Back to the internet to do some research before I spend “dumb money”.
As it turns out (as I suspected), an HDTV signal is broadcast over the air in the same manner that TV has always been broadcast. The difference is in the tuner, not the antenna. Something else I learned is that there are a lot of people making their OWN antennas. Hmmm.
So I grabbed a basic design, and decided to go “all out”. I bought the screws (98 cents) the washers (88 cents) and the UHF/VHF Transformer (sounds impressive, doesn’t it? $3.79 at Lowes). The board, wire coat hangers and cable TV cable were all “reclaimed” or “found”. Total cost to me was under $6. That’s a savings of $14 over the cheapest “store bought” rabbit ears I could find, and given the nature of rabbit ears I have no doubt that this works far better (just take my word on the engineering techno mumbo jumbo, K? THX!)
I used this design (video). It took me about an hour while watching Reaper yesterday afternoon. Hooked it up today, and get a BETTER picture than Comcast for the local HD stations. I pick up about 24 stations total, although 6 of those are “regular” and “HD” versions of the same station.
I’ll get some pictures up later, but I’m quite pleased with myself.






Myself, I've never had a TV without an antenna. If
Iris M. Gross | April 16, 2008 | 1:22 amMyself, I’ve never had a TV without an antenna. If the homemade kind doesn’t pull in the signal strength you need, there’s a $10 RCA set of rabbit ears that will do the job on all but the most finicky of stations.

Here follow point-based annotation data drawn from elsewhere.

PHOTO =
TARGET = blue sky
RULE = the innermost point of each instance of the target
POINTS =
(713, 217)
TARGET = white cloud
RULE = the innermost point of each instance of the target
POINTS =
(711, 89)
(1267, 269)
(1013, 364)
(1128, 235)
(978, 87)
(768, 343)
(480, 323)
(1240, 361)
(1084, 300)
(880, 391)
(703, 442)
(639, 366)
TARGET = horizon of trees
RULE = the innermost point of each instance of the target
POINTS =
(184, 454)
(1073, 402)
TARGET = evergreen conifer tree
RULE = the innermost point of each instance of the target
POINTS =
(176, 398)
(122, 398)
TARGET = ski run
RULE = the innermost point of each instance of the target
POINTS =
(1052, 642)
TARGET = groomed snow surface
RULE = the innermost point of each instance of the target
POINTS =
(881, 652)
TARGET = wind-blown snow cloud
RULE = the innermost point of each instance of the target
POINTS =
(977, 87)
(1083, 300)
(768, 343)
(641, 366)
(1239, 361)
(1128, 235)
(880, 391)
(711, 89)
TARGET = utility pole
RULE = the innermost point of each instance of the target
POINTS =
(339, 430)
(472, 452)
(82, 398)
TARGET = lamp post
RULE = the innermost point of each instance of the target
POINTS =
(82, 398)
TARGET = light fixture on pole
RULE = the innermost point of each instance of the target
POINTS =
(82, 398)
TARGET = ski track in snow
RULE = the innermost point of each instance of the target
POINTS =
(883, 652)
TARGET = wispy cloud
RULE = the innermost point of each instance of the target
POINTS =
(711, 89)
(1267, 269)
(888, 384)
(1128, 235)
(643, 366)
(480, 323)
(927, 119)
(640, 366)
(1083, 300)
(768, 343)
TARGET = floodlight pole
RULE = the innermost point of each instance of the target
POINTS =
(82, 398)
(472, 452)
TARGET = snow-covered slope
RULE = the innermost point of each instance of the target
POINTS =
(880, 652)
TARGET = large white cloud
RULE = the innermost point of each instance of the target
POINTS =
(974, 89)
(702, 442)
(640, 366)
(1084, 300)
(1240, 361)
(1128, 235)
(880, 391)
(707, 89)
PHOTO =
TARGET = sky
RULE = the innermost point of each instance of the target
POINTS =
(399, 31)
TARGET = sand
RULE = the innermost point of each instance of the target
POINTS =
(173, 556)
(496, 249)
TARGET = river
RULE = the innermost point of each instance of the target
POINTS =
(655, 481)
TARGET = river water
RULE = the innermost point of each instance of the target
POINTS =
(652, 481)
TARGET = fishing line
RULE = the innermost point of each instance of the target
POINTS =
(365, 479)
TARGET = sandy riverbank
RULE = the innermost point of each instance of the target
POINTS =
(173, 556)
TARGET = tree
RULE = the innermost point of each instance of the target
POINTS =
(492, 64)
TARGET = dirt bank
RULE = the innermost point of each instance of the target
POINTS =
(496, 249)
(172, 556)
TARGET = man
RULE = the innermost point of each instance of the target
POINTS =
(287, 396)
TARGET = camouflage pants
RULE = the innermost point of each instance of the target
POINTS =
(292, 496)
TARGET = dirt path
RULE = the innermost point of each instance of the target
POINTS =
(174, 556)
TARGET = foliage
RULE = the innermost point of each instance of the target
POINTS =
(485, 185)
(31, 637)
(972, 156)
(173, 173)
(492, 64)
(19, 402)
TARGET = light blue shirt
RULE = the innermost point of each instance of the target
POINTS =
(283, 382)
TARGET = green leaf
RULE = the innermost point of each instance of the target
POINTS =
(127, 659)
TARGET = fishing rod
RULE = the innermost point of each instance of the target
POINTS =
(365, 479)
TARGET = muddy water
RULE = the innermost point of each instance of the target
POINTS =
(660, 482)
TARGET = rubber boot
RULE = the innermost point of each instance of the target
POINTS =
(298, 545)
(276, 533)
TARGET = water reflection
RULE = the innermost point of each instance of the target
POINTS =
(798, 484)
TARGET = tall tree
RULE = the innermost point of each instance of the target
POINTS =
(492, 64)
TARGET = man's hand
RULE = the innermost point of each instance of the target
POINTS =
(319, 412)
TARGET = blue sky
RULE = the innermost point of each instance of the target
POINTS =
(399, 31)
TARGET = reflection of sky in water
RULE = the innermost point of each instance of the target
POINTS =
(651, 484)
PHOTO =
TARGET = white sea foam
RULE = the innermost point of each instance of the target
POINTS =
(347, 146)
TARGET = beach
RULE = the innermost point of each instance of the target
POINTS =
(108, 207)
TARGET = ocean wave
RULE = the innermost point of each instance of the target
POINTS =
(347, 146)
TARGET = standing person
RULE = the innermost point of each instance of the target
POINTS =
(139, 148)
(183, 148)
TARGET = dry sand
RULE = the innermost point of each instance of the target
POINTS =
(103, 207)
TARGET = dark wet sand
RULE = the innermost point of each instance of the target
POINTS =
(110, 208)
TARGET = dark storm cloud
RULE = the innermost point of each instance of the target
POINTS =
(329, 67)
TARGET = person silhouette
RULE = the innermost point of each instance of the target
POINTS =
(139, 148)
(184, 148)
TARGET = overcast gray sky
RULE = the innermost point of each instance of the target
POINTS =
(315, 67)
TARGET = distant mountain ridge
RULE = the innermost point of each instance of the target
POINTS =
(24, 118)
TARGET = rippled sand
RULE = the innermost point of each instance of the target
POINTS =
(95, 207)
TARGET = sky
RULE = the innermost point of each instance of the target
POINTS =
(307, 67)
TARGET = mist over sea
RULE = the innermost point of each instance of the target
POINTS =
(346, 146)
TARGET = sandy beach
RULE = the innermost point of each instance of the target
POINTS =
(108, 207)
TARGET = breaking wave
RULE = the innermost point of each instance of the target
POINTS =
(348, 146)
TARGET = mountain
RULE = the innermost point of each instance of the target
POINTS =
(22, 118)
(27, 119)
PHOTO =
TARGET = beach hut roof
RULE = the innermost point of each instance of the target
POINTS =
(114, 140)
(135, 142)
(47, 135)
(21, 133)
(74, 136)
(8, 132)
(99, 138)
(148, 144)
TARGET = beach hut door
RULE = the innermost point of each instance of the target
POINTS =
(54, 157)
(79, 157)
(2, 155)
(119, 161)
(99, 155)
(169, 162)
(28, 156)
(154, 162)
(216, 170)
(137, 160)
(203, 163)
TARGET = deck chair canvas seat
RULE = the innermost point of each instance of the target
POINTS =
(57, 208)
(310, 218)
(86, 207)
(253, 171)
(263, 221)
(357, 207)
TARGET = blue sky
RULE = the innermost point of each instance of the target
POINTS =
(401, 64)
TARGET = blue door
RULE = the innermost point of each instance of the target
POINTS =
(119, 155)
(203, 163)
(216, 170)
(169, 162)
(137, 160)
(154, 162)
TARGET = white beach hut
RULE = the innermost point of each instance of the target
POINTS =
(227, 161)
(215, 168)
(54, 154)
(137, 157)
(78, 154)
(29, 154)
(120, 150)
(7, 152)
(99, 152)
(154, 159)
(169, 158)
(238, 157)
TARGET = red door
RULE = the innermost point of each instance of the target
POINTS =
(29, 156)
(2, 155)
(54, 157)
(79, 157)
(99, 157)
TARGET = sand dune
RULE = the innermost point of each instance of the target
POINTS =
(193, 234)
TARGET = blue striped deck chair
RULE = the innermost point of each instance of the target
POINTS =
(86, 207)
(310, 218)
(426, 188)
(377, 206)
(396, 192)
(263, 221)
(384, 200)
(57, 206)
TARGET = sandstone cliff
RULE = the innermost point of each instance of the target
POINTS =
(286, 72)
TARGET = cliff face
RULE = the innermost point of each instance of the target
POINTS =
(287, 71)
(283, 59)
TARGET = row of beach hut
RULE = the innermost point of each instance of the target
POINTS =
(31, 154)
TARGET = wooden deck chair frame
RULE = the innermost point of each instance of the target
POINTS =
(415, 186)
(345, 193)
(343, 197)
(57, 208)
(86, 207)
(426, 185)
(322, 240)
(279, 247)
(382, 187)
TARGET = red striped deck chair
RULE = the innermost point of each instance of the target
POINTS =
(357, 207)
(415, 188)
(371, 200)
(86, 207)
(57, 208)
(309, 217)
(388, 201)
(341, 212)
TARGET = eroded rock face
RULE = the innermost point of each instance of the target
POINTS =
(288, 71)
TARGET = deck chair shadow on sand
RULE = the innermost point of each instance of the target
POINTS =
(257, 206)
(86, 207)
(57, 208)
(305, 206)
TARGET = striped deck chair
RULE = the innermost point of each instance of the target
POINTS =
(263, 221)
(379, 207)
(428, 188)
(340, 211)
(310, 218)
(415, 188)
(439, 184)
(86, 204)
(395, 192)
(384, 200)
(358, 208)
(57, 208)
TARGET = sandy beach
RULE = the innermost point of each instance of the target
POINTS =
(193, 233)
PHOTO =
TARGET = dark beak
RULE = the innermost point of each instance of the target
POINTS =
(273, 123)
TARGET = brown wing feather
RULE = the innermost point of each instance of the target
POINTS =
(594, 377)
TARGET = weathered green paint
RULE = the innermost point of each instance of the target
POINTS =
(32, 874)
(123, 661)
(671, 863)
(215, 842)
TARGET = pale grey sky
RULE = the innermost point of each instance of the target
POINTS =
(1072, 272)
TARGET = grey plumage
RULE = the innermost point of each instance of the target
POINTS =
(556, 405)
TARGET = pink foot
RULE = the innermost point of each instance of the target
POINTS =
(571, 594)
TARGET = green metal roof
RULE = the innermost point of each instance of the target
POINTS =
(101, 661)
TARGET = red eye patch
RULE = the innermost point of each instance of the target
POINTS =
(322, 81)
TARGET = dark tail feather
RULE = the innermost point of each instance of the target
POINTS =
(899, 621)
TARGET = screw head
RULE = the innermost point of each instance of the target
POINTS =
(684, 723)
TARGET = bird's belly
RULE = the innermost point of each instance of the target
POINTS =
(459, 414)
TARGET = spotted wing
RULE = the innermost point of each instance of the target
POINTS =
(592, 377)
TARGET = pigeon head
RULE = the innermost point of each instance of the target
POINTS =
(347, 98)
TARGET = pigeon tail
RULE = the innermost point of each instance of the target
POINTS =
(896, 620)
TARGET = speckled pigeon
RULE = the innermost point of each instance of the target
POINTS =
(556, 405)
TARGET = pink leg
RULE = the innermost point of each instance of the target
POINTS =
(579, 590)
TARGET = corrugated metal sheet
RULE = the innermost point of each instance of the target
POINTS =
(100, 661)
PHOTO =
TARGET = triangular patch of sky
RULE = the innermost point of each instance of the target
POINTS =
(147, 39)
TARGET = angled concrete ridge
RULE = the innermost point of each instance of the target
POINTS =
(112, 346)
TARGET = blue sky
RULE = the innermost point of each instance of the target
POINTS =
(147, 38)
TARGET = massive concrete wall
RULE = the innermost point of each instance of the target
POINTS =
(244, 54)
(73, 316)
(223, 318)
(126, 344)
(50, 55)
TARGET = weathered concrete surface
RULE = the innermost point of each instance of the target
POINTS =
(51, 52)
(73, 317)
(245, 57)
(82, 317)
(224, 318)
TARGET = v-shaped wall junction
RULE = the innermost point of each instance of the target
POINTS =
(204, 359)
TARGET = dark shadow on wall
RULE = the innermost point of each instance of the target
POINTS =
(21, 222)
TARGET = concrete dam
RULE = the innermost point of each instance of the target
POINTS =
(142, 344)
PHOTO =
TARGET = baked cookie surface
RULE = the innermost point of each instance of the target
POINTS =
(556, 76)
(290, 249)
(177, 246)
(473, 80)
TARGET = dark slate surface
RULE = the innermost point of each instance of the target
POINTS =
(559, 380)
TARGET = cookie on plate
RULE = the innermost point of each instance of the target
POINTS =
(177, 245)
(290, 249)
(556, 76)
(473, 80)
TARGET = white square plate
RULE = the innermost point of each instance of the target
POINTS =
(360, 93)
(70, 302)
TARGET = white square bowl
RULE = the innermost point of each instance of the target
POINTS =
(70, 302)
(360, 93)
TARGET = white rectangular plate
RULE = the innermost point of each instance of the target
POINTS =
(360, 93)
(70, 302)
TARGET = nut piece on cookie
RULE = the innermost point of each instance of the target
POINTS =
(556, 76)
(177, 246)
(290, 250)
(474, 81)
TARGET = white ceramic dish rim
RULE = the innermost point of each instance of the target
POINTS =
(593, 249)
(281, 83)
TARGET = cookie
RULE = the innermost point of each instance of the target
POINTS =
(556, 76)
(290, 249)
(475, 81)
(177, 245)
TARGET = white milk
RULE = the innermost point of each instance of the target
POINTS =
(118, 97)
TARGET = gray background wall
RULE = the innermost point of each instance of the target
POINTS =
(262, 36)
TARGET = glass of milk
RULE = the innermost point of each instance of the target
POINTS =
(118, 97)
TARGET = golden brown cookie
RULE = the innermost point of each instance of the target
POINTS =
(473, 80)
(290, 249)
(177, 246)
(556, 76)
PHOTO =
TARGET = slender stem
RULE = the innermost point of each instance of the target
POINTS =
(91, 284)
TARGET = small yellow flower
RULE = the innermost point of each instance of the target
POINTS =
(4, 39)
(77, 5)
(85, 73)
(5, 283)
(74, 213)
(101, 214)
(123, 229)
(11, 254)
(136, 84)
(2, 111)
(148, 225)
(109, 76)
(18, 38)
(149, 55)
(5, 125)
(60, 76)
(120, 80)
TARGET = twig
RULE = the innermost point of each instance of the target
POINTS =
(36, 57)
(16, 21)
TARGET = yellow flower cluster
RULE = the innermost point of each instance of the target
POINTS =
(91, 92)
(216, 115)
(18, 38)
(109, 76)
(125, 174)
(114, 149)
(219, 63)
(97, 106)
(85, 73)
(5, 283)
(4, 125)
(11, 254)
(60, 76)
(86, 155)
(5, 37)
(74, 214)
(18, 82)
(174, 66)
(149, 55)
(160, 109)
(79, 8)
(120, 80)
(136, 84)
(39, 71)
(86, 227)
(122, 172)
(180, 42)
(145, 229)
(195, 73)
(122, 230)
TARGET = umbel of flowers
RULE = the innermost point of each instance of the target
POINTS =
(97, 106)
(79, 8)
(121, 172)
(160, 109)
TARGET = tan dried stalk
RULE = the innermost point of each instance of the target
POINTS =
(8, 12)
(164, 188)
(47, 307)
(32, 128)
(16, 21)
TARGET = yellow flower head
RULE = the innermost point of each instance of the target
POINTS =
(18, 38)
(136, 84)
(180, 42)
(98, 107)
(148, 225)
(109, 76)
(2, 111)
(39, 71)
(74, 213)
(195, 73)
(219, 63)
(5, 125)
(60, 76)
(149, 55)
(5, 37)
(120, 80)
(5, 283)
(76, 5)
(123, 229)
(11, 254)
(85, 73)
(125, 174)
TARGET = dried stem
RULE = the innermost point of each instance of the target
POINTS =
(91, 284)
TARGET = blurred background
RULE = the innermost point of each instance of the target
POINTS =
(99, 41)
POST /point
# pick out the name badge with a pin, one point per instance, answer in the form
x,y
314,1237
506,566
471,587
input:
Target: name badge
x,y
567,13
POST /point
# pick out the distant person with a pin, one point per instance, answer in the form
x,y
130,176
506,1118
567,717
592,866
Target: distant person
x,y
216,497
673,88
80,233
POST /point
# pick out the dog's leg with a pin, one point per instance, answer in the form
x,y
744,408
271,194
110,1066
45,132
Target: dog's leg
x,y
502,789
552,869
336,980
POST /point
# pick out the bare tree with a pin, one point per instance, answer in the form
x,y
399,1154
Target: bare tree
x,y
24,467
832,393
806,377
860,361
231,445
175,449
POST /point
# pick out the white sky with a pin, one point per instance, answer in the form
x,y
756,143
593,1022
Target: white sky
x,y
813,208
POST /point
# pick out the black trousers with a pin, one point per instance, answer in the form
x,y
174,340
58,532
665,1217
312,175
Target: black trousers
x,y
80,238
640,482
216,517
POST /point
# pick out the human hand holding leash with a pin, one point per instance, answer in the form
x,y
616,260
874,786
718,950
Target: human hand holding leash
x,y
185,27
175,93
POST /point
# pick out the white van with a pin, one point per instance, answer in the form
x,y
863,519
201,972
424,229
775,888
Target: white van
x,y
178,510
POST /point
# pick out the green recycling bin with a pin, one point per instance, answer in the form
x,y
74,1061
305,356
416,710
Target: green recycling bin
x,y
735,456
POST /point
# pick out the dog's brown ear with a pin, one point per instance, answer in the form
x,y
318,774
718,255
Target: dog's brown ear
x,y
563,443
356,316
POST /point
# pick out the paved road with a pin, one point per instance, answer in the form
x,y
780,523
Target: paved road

It was nice to discover my same old powered antenna worked as well as the “hd” antenna you pay $50 for. I went ahead and bought the $10 one just so my DVD recorder could have its own antenna, and I could watch analog if I needed to. Next February, though, I think I’ll go ahead and make my tube TV strictly a movie machine with no antenna hookup of any kind and just a dvd player hooked up to it. Then, for my PBS viewing, I may buy a small digital TV to watch what’s not available on the computer.